I thought this would be a good idea to share which iPod's I've tried with the OEM VW iPod Adapter (PN: 1K0051444) in my car. 
From the original spec the following are compatible:
* iPod 3G
* iPod 4G
* iPod 4G U2 Edition
* iPod Mini
* iPod nano
* iPod Photo 
I've successfully used these two ipods as well
* 5G iPod Video
* 1G iPod Touch
Considering when the kit was released ('06) I'm assuming the Nano referenced in the original spec are 1G and 2G. I'll be picking up a 3G Nano and amend this post when I confirm it works.
For those of you who have this kit and have tried some of the other iPods, please post!
For reference: http://en.wikipedia.org/wiki/IPod


----------



## '99jettatdi (Mar 16, 2003)

*Re: Ipods Compatible with OEM VW iPod Adapter (eduba)*

I installed the OEM kit in my wifes Touareg.
My 4G U2 iPod and her 3G Nano work with no problems, I haven'y tried any others yet.


----------



## 2.0l of Fury (Apr 26, 2008)

*Re: Ipods Compatible with OEM VW iPod Adapter (eduba)*

I wonder if this will work with the ipod function of my iphone.
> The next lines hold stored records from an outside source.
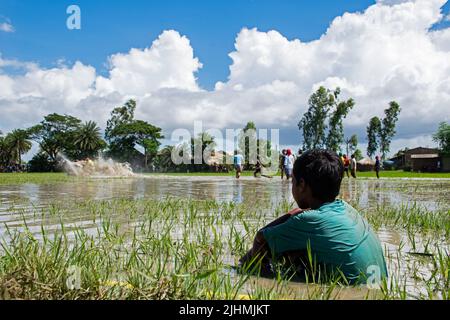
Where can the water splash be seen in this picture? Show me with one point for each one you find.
(97, 168)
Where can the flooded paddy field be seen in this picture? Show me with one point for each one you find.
(169, 237)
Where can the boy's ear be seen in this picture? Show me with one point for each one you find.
(301, 184)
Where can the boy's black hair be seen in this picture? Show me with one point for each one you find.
(322, 171)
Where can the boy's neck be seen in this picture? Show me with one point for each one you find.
(316, 203)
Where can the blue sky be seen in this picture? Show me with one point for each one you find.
(115, 26)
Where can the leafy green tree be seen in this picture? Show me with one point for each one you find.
(388, 127)
(248, 143)
(313, 123)
(124, 133)
(164, 159)
(5, 152)
(41, 162)
(206, 142)
(336, 133)
(120, 116)
(373, 133)
(442, 137)
(56, 134)
(138, 132)
(351, 144)
(358, 154)
(19, 143)
(88, 141)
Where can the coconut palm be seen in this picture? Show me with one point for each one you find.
(165, 158)
(19, 143)
(88, 139)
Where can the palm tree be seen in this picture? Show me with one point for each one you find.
(165, 158)
(19, 143)
(88, 139)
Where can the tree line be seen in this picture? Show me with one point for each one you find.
(67, 135)
(322, 125)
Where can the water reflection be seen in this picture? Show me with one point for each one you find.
(366, 193)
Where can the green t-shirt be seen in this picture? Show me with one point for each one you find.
(339, 237)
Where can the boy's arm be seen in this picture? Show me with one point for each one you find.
(260, 247)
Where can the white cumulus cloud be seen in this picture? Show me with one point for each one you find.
(6, 27)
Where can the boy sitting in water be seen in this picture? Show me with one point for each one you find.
(336, 235)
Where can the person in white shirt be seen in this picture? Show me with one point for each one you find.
(353, 166)
(289, 163)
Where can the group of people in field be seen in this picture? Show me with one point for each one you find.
(287, 159)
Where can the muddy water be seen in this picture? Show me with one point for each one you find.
(431, 194)
(19, 201)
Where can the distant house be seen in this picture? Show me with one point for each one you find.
(365, 164)
(419, 159)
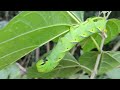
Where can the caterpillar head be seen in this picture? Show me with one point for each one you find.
(46, 66)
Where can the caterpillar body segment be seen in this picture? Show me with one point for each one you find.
(75, 35)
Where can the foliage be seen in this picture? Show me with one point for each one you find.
(30, 30)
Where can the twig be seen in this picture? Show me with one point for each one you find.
(98, 58)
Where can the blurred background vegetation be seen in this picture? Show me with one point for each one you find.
(28, 60)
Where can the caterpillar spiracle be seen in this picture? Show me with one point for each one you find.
(85, 29)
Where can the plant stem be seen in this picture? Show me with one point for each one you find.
(98, 57)
(37, 53)
(96, 44)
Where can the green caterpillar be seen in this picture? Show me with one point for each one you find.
(75, 35)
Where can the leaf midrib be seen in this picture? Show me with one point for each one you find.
(34, 31)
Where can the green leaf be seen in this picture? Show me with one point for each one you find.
(10, 72)
(87, 61)
(79, 15)
(113, 30)
(114, 74)
(109, 61)
(30, 30)
(67, 67)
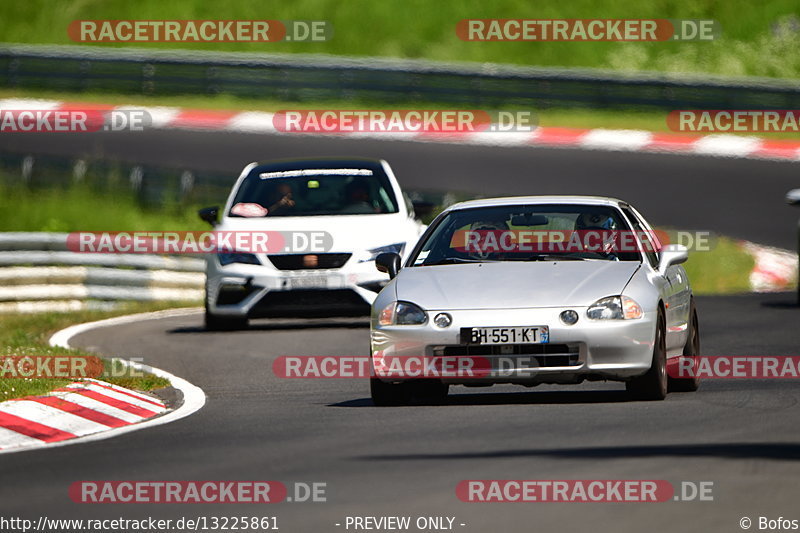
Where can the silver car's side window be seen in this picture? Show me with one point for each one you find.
(644, 235)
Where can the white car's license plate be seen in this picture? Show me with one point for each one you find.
(308, 282)
(510, 335)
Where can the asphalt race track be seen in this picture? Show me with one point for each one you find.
(738, 197)
(741, 435)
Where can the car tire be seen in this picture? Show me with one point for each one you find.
(652, 385)
(692, 349)
(388, 394)
(429, 392)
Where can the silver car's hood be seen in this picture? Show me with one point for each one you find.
(508, 285)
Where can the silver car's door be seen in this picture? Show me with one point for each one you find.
(677, 297)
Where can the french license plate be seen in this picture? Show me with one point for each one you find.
(511, 335)
(309, 282)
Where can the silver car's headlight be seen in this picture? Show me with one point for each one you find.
(402, 314)
(237, 257)
(615, 308)
(370, 255)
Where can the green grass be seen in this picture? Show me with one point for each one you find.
(655, 121)
(758, 39)
(27, 334)
(79, 208)
(723, 270)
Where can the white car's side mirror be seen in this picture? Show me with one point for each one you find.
(673, 254)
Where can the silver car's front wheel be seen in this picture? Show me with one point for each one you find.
(653, 384)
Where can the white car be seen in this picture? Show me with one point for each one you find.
(533, 290)
(359, 206)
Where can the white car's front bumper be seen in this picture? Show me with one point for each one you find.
(257, 291)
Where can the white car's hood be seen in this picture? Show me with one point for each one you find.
(508, 285)
(349, 232)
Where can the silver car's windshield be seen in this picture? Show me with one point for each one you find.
(310, 192)
(528, 233)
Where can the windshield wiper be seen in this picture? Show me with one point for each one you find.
(557, 257)
(458, 260)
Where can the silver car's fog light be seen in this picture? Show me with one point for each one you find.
(443, 320)
(569, 317)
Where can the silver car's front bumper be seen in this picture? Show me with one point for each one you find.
(590, 349)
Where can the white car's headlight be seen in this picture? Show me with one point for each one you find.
(615, 308)
(370, 255)
(402, 314)
(237, 257)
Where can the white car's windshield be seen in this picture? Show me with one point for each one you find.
(529, 233)
(310, 192)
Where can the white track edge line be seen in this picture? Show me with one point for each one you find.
(193, 396)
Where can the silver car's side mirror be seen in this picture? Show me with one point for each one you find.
(673, 254)
(388, 262)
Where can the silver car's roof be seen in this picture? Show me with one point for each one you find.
(517, 200)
Anyone know?


----------



## funkdaddyj (Apr 30, 2008)

*Re: Ipods Compatible with OEM VW iPod Adapter (2.0l of Fury)*

I just had this installed on my '03 Passat and it works fine with my iphone. Unfortunately, it does lock out the controls to the ipod portion of the iphone (calling, gmaps, etc still work). I really want to be able to control the track selection through my phone.


----------